A rich cup of hot chocolate starts with good chocolate. Pick your poison. I prefer dark chocolate in the 60% range for this recipe – something good like Scharffen Berger, Valrhona or TCHO. I keep the additional flavors to a minimum: a touch of vanilla, a dash of cinnamon and a pinch of salt (to help the chocolate “pop”). Another option is just a bit of cayenne to add a little heat. In our house, fresh whipped cream on top is a requirement. Maybe a dusting of grated chocolate if you’re trying to impress someone.

For all the talk of slow hot chocolate, this simple recipe comes together in about 15-20 minutes. Enough time to appreciate the ritual; not so long as to be discouraging. Drink up and slow down.
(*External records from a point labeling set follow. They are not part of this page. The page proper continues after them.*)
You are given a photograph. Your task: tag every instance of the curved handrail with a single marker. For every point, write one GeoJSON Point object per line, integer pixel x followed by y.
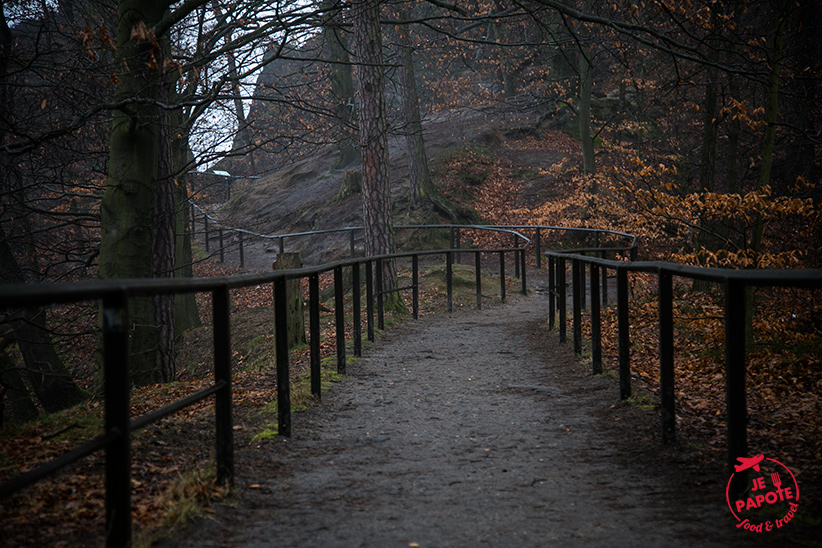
{"type": "Point", "coordinates": [734, 283]}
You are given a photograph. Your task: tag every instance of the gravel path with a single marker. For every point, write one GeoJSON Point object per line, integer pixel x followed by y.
{"type": "Point", "coordinates": [468, 431]}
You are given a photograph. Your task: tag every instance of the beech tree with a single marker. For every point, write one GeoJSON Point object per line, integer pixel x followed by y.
{"type": "Point", "coordinates": [379, 231]}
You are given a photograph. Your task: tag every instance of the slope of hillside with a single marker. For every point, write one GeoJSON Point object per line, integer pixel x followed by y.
{"type": "Point", "coordinates": [305, 195]}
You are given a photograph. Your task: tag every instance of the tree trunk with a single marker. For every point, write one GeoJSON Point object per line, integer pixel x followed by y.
{"type": "Point", "coordinates": [379, 238]}
{"type": "Point", "coordinates": [165, 220]}
{"type": "Point", "coordinates": [586, 82]}
{"type": "Point", "coordinates": [14, 392]}
{"type": "Point", "coordinates": [342, 83]}
{"type": "Point", "coordinates": [127, 209]}
{"type": "Point", "coordinates": [415, 144]}
{"type": "Point", "coordinates": [243, 131]}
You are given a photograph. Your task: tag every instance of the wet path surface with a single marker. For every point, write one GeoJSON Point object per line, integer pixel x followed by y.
{"type": "Point", "coordinates": [466, 431]}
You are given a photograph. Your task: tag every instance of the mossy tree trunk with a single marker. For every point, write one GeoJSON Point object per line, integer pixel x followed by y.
{"type": "Point", "coordinates": [294, 295]}
{"type": "Point", "coordinates": [586, 82]}
{"type": "Point", "coordinates": [128, 205]}
{"type": "Point", "coordinates": [771, 111]}
{"type": "Point", "coordinates": [165, 240]}
{"type": "Point", "coordinates": [379, 234]}
{"type": "Point", "coordinates": [420, 175]}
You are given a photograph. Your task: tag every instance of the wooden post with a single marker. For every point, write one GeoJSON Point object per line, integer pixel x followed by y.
{"type": "Point", "coordinates": [296, 323]}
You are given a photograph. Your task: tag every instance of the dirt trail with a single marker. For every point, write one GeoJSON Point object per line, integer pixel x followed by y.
{"type": "Point", "coordinates": [476, 429]}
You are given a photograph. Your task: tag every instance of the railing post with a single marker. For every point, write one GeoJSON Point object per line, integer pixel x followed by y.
{"type": "Point", "coordinates": [221, 320]}
{"type": "Point", "coordinates": [604, 280]}
{"type": "Point", "coordinates": [380, 296]}
{"type": "Point", "coordinates": [242, 253]}
{"type": "Point", "coordinates": [351, 242]}
{"type": "Point", "coordinates": [596, 326]}
{"type": "Point", "coordinates": [369, 298]}
{"type": "Point", "coordinates": [552, 298]}
{"type": "Point", "coordinates": [737, 408]}
{"type": "Point", "coordinates": [623, 323]}
{"type": "Point", "coordinates": [666, 356]}
{"type": "Point", "coordinates": [523, 278]}
{"type": "Point", "coordinates": [205, 229]}
{"type": "Point", "coordinates": [577, 291]}
{"type": "Point", "coordinates": [415, 286]}
{"type": "Point", "coordinates": [449, 282]}
{"type": "Point", "coordinates": [281, 351]}
{"type": "Point", "coordinates": [314, 333]}
{"type": "Point", "coordinates": [355, 303]}
{"type": "Point", "coordinates": [563, 298]}
{"type": "Point", "coordinates": [502, 275]}
{"type": "Point", "coordinates": [117, 410]}
{"type": "Point", "coordinates": [478, 278]}
{"type": "Point", "coordinates": [339, 315]}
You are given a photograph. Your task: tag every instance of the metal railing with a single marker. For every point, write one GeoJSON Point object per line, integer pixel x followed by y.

This recipe will produce about 26 ounces, enough for 4 reasonable servings. You can also make this ahead and keep it in the refrigerator for 24 hours or so.


  • ¼ cup water
  • ¼ cup granulated sugar
  • 6 oz. chocolate rough chopped (see note above)
  • 24 oz. whole milk
  • ½ teaspoon vanilla extract
  • Dash of cinnamon
  • Pinch of sea salt
  • Fresh whipped cream
  • Chocolate shavings (optional)


  1. In a medium saucepan over low heat, dissolve the sugar in the water.
  2. Add the chocolate, stirring constantly with a whisk to prevent scorching.
  3. Once the chocolate is melted, add the milk and stir regularly, making sure there isn’t any chocolate lingering on the bottom of the pan – mix it in well.
  4. Add the vanilla, cinnamon, and salt and continue stirring over low heat.
  5. Test the temperature with your finger or some more scientific technique, removing it from the heat when it’s a little hotter than your preferred temperature.
  6. Pour in the hot chocolate into you vessel of choice, leaving some room at the top of the glass.
  7. Top off each glass with more whipped cream and perhaps some chocolate shavings, if you’re feeling so bold.
  8. Variation: A pinch of cayenne pepper to give the chocolate some heat.